As shown in FIG. 12, in an alternative configuration of the first, second, and third alternative embodiments, the opening tab 9 can optionally comprises a protrusion dip. The protrusion dip is positioned on the grip portion 14, where the materials within the opening tab 9 is pressed to create the punch protrusion 15 during the manufactured phase of the present invention. Since the punch protrusion 15 is supposed to position within the protrusion cavity 18, the protrusion dip and the protrusion cavity 18 are formed into similar shapes, where the shape of the protrusion dip and the protrusion cavity 18 can be any geometric or organic shapes.

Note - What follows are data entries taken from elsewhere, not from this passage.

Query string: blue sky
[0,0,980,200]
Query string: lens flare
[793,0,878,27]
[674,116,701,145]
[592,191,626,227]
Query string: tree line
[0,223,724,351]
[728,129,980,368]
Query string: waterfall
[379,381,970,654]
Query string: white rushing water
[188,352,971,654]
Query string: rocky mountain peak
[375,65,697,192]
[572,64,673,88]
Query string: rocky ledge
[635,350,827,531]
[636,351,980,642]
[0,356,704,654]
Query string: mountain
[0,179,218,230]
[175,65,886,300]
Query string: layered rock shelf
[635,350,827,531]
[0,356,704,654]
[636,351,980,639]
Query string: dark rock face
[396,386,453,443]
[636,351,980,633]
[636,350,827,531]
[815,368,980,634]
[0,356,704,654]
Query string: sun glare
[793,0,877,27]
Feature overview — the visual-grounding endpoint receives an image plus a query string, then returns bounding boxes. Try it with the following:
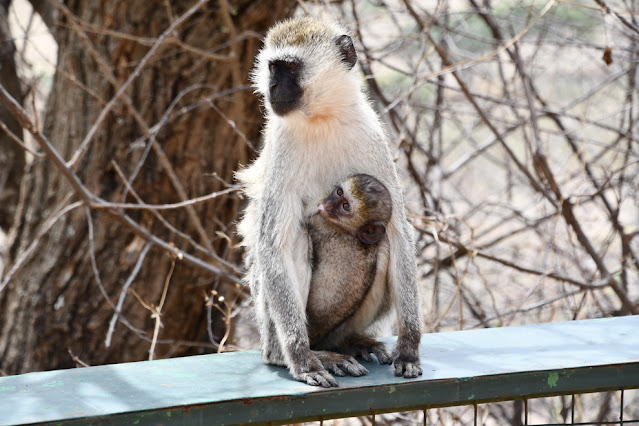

In another alternative configuration of the first, second, and third alternative embodiments, the punch protrusion 15 of the opening tab 9 is perimetrically positioned adjacent with the top section of the grip portion 14. In this configuration, the protrusion cavity 18 and the recessed cavity 17 are combined into a single cavity as the punch protrusion 15 positions within the single cavity when the opening tab 9 is at its initial position. The single cavity also provides enough space for the users so that the users can place their fingers on the bottom surface 11 in order to lift the grip portion 14. The punch protrusion 15 can also be placed closer to the side edge of the grip portion 14 to minimize the radial distance between the punch protrusion 15 and the at least one punch hole 19.
Although the invention has been explained in relation to its preferred embodiment, it is to be understood that many other possible modifications and variations can be made without departing from the spirit and scope of the invention as hereinafter claimed.